Yes, great idea. Your idea works in any metric space
that contains a proper dense subset, right?

The function dist(E,x) will still be continuous, but
we'll need a real-valued function that is everywhere
discontinuous. You can get one by using the
characteristic function of a set such that
both the set and its complement is dense
("proper dense" isn't enough; forget metric
spaces for a moment -- in the reals, note that
all real numbers except the number 2 is a proper
dense set), but I don't know if it's possible
to have an everywhere discontinuous real-valued
function without such a set existing. [That is,
I don't know if the property for a metric space
to have an everywhere discontinuous real-valued
function on it is less stringent than the property of
having a subset such that both it and its complement
is dense. It probably is less stringent, and more
than likely someone will say so, and why, soon after
this post appears.]

Now that I'm thinking about it, I think this
construction can be used to show that any F_sigma
set of the reals (a set that can be expressed as
a countable union of closed sets) is the discontinuity
set for some function f:R --> R. Write the F_sigma
set as a union of closed sets E_n, define f_n to be
discontinuous exactly on E_n, and then form the
sum n=1 to infinity of (1/2^n)*f_n.
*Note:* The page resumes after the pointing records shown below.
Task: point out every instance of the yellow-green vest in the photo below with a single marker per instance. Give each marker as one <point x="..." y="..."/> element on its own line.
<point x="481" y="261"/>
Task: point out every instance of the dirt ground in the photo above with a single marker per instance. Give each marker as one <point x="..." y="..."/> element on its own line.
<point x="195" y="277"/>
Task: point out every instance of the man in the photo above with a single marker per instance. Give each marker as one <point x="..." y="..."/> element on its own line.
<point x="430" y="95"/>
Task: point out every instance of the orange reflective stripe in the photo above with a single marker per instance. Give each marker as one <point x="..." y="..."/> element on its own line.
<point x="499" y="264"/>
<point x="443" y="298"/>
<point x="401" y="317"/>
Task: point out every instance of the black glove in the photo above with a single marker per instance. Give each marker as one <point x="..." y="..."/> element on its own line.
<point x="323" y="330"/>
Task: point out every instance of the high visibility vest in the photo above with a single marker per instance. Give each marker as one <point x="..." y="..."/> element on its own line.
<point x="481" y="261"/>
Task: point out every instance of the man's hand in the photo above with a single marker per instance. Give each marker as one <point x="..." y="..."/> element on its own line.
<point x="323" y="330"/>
The 1/2^n factors
are to ensure not just convergence, but uniform
convergence (Weierstrass M-test), so that the
continuity stuff will work out. There's a little
bit of additional work needed, because I suppose
we need to make sure that a discontinuity point
of one of the f_n's doesn't get canceled out by
the discontinuities that other f_n's might have
at the same point (for example, the characteristic
function of the rationals plus the characteristic
function of the irrationals, which is a sum of two
nowhere continuous functions, is about as nice as
possible -- it's the constant function '1').
There's a more precise pointwise version of
the uniform convergence of functions theorem
that might be all we need, but I don't know it
off the top of my head. But this is getting past
anything you need to worry over at this point
However, if anyone is interested, the first
page of one of the earlier chapters of Oxtoby's
book "Measure and Category" has this argument,
or something pretty close to it.

I need to leave now, and I don't think I'll
be back on the internet until tomorrow morning.